413 N.J. Super. 580, 997 A.2d 257 (App. Div. 2010)

CONSUMER FRAUD; AUTOMOBILES — New Jersey’s Consumer Fraud Act requires an automobile dealership to openly display an automobile’s price where the consumer examines the automobile; a master list inside the business office is not sufficient.

The Division of Consumer Affairs cited an automobile dealership for violating a provision of the Consumer Fraud Act (CFA) requiring retail merchants to show the total selling price of retail merchandise by either affixing the price to the merchandise or by way of display at the point where the merchandise is offered for sale.

An automobile dealership had a practice of posting an inventory stock number on each vehicle, which corresponded to a price listed on a document inside of the on-premises sales office.

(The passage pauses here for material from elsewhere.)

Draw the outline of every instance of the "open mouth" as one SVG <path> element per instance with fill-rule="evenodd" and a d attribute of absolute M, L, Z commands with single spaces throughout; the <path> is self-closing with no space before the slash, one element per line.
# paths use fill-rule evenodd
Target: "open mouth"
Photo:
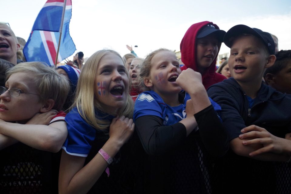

The automobile dealership’s principal testified that the price list was displayed openly inside the office; meanwhile, the investigator claimed that the list was kept inside a desk.

The Director of the Division of Consumer Affairs, in an administrative hearing, decided that the location of the price list was inconsequential. Instead, he ruled that the price of each vehicle must either be attached to the vehicle, or be posted proximately to where the vehicle is located. The automobile dealership contended that the office was an appropriate location for the price list because that is where the bargain takes place, and is thus where the vehicle is actually offered for sale. In rejecting that argument, the Director noted that the legislature enacted the CFA provision to provide consumers with an independent means of discovering an item’s price without the need for an encounter with a salesperson. The automobile dealership was assessed a civil penalty, costs, and attorney’s fees, and was ordered to cease and desist from similar unlawful conduct.

On appeal, the Appellate Division found that the “offered for sale” language in the CFA was ambiguous, and therefore it looked to the intent of the legislature. The Court noted that the CFA was enacted to protect consumers from sharp practices and dealings in the marketplace, and therefore should be construed liberally to root out consumer fraud. The CFA’s sponsor in 1972 announced that consumers should have a right to know the price of an item prior to removing it from the shelf. In affirming the agency’s decision, the Court found that while not all merchandise is offered for sale on a shelf, the CFA was enacted to prevent this exact behavior by the automobile dealership.